Comment 1 Michael Kay 2006-10-15 22:14:12 UTC

There are of course use cases for such an enhancement, but this is not the time to be considering enhancements.

There are also considerable technical complications in allowing the string data type to use a wider character set than XML permits. For example, it would require a careful look at the rules for regular expressions. There's also a potentially significant performance penalty if characters in a string have to be checked for XML-validity at the time text or attribute nodes are constructed, rather than at the time the string is constructed.

Apart from that, the XML working group chose consciously to disallow certain characters, and we should respect that decision unless there are very compelling reasons. Sometimes it's more important to be consistent than to be right. The XPath data model should have XML as its foundation.

Comment 2 Per Bothner 2006-10-16 01:02:48 UTC

(In reply to comment #1)
> There are of course use cases for such an enhancement, but this is not the time
> to be considering enhancements.

I can certainly understand that.

I might suggest making it implementation-defined what happens if a codepoint is not an XML character, rather than requiring an error to be raised, but I understand there would be reluctance even for that.

> There are also considerable technical complications in allowing the string data
> type to use a wider character set than XML permits. For example, it would
> require a careful look at the rules for regular expressions.

I can see one would want to read through the rules to avoid any inconsistencies, but I can't imagine any fundamental problems.  Java (and Perl) regular expressions obviously aren't restricted to XML characters.

> There's also a
> potentially significant performance penalty if characters in a string have to
> be checked for XML-validity at the time text or attribute nodes are
> constructed, rather than at the time the string is constructed.

Alternatively, you do the checking for XML-validity at serialization time.  You have to do that anyway, to check which characters need to be encoded or escaped.  

This makes sense if one extends the datamodel to match the infoset model, in allowing arbitrary characters in text modes (and also attribute values, comments, and processing-instructions).  But I agree the issues to be considered are too big for this point..
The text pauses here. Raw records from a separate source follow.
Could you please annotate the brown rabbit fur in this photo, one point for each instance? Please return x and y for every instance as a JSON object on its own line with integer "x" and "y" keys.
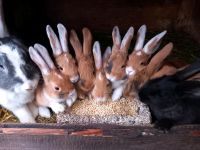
{"x": 64, "y": 60}
{"x": 102, "y": 87}
{"x": 85, "y": 60}
{"x": 115, "y": 66}
{"x": 140, "y": 56}
{"x": 152, "y": 70}
{"x": 56, "y": 87}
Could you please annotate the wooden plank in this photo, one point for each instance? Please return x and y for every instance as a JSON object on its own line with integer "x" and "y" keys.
{"x": 20, "y": 136}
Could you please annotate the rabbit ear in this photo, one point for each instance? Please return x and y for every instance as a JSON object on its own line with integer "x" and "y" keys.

> Apart from that, the XML working group chose consciously to disallow certain
> characters, and we should respect that decision unless there are very
> compelling reasons. Sometimes it's more important to be consistent than to be
> right.

The XML working group seems to have disallow many fewer characters in XML 1.1, now only disallowing 0, surrogages, FFFE, and FFFF.

> The XPath data model should have XML as its foundation.

I have mixed feelings about this philosophy.  A more general data model that just happens to subsume XML infoset model can also be very useful.

One issue is being able to use general-purpose libraries that do not have to be specially-written for XQuery/XPath.  For example one would like to use common libraries for regular expressions or more generally string-hamdling across multiple languages rather than writing XPath-specific string functions.  That is often difficult because of minor specification differences.

If there is a list of issues to be considered for XQuery 1.1, perhaps this could be added to it?  Apart from that, I won't object to closing this issue.

Comment 3 Jim Melton 2006-10-19 00:28:40 UTC

Per, thanks for your reasoned response.  Based on that response, I will mark this item as an ENHANCEMENT and CLOSE it on that basis (changing the resolution to LATER).  In addition, I will add it to the list of things being considered for any possible future version of XQuery. 

Jim (acting unilaterally as co-chair)